ACF and PACF of Returns Squared

In this case, all correlations are strong for all lags in the ACF and the PACF has out of range correlations that suggest a non-stationary Random-Walk process.

BBAS3

# BBAS3
par(mfcol=c(1,2))
acf((BBAS.rc.ts)^2, lag.max=20,main='ACF BBAS3 Returns Squared',  na.action = na.pass)
pacf((BBAS.rc.ts)^2, lag.max=20,main='PACF BBAS3 Returns Squared',  na.action = na.pass)

IBOV

# IBOV
par(mfcol=c(1,2))
acf((IBOV.rc.ts)^2, lag.max=20,main='ACF IBOV Returns Squared',  na.action = na.pass)
pacf((IBOV.rc.ts)^2, lag.max=20,main='PACF IBOV Returns Squared',  na.action = na.pass)

Squared Returns Plots

For cluster volatility, the high and low volatility moments ocorrs in same moments.

BBAS3

# BBAS3
par(mfcol=c(2,1))
plot(BBAS.rc.ts, main = "BBAS3 Returns")
plot((BBAS.rc.ts)^2, main = "BBAS3 Squared Returns")

IBOV

# IBOV
par(mfcol=c(2,1))
plot(IBOV.rc.ts, main = "IBOV Returns")
plot((IBOV.rc.ts)^2, main = "IBOV Squared Returns")

Correlation Plot

par(mfrow=c(1,2))
# Correlation Returns
plot(as.numeric(BBAS.rc.ts), as.numeric(IBOV.rc.ts), pch = 19, col = "blue", xlab = "BBAS3", ylab = "IBOV", main = "Correlation")
abline(lm(as.numeric(BBAS.rc.ts) ~ as.numeric(IBOV.rc.ts)), col = "red", lwd = 3)

# Correlation Returns Squared
plot(as.numeric((BBAS.rc.ts)^2), as.numeric((IBOV.rc.ts)^2), pch = 19, col = "blue", xlab = "BBAS3 SQ", ylab = "IBOV SQ", main = "Correlation")
abline(lm(as.numeric((BBAS.rc.ts)^2) ~ as.numeric((IBOV.rc.ts)^2)), col = "red", lwd = 3)

Leverage Effects

For leverage effects, price movements are adjusted with volatility.
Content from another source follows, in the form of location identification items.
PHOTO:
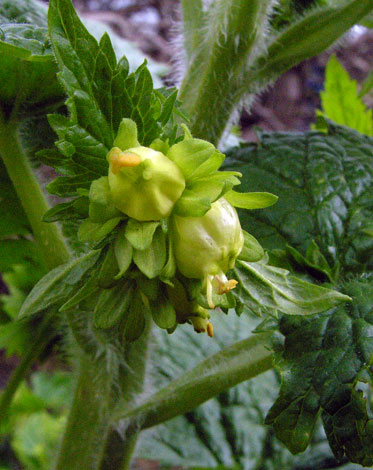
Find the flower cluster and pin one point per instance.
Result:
(178, 234)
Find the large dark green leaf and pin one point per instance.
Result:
(265, 288)
(326, 367)
(324, 184)
(229, 429)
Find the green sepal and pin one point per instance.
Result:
(134, 322)
(191, 204)
(127, 135)
(151, 260)
(140, 234)
(190, 154)
(252, 250)
(199, 194)
(160, 146)
(112, 304)
(107, 275)
(163, 312)
(91, 232)
(123, 253)
(101, 207)
(250, 200)
(169, 270)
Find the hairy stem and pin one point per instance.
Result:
(40, 340)
(241, 361)
(120, 446)
(192, 11)
(88, 413)
(235, 30)
(51, 243)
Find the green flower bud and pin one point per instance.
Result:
(144, 183)
(207, 247)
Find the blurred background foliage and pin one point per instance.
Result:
(29, 437)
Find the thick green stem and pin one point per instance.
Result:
(119, 448)
(88, 413)
(192, 11)
(231, 42)
(40, 340)
(48, 236)
(241, 361)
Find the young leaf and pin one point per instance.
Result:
(340, 100)
(261, 286)
(140, 234)
(330, 375)
(58, 285)
(163, 312)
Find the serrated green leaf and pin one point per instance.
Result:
(151, 260)
(327, 376)
(108, 272)
(324, 187)
(250, 200)
(228, 429)
(101, 92)
(251, 250)
(57, 285)
(264, 287)
(69, 186)
(190, 154)
(27, 61)
(134, 322)
(140, 234)
(13, 218)
(17, 251)
(314, 261)
(112, 305)
(340, 100)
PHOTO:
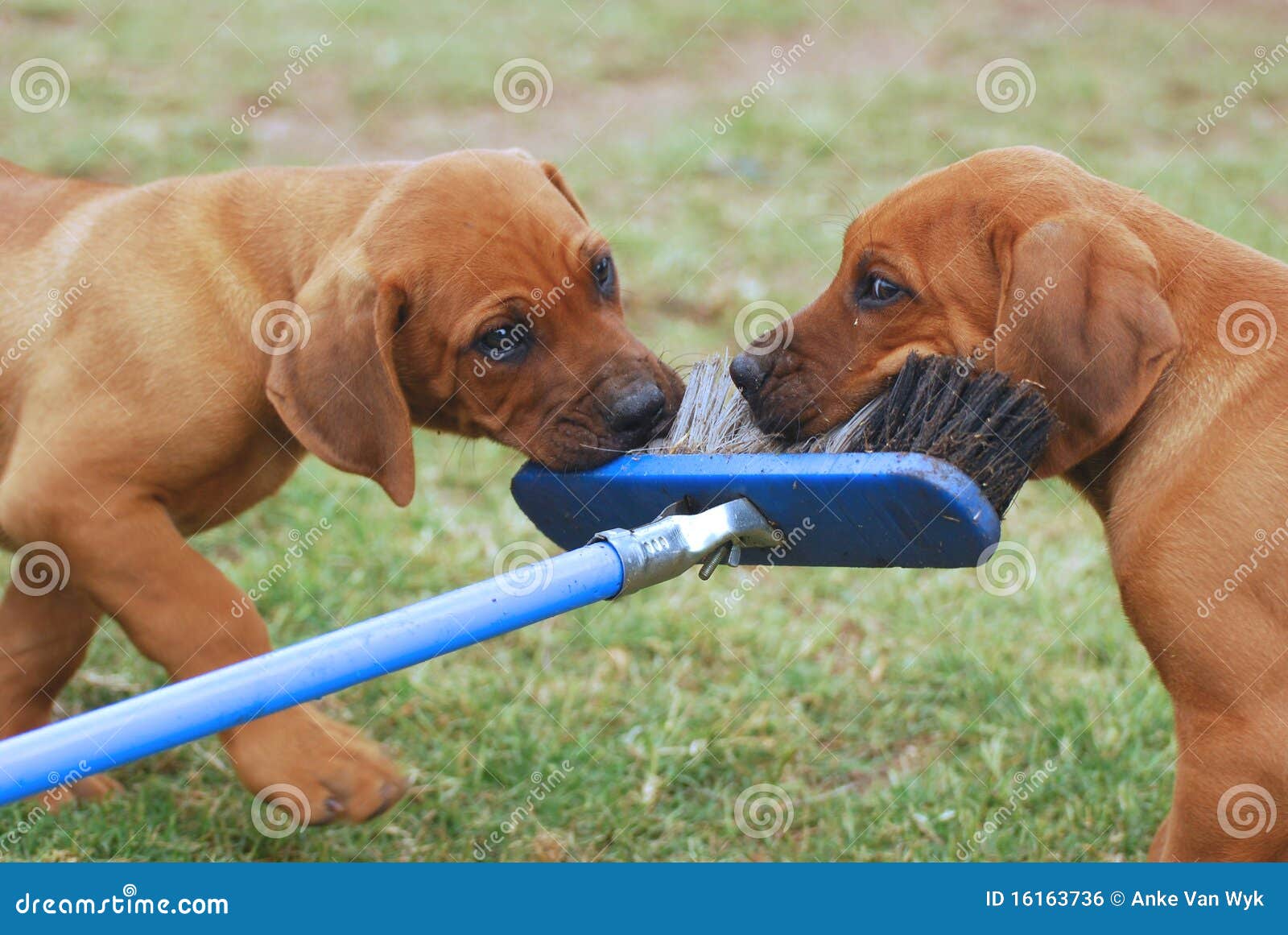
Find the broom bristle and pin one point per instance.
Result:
(982, 421)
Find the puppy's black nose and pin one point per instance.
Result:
(638, 408)
(749, 374)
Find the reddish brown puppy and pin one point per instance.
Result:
(1154, 341)
(175, 350)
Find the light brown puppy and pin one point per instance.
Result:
(175, 350)
(1130, 317)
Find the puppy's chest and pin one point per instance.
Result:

If the asset price is falling, there is an increase in the firm’s leverage and, in general, also an increase in uncertainty, which increases the volatility.

BBAS3

par(mfcol=c(2,1))
plot(BBAS.ts, main = "BBAS3")
plot((BBAS.rc.ts)^2, main = "BBAS3 Squared Returns")

IBOV

# IBOV
par(mfcol=c(2,1))
plot(IBOV.ts, main = "IBOV")
plot((IBOV.rc.ts)^2, main = "IBOV Squared Returns")

Co-movimentos de volatilidade

When market shocks occur in 2008, 2017 and 2020, we have that the volatilities follow for the two assets in their return.

par(mfcol=c(2,1))
plot(BBAS.rc.ts, main = "BBAS3 Returns")

plot(IBOV.rc.ts, main = "IBOV Returns")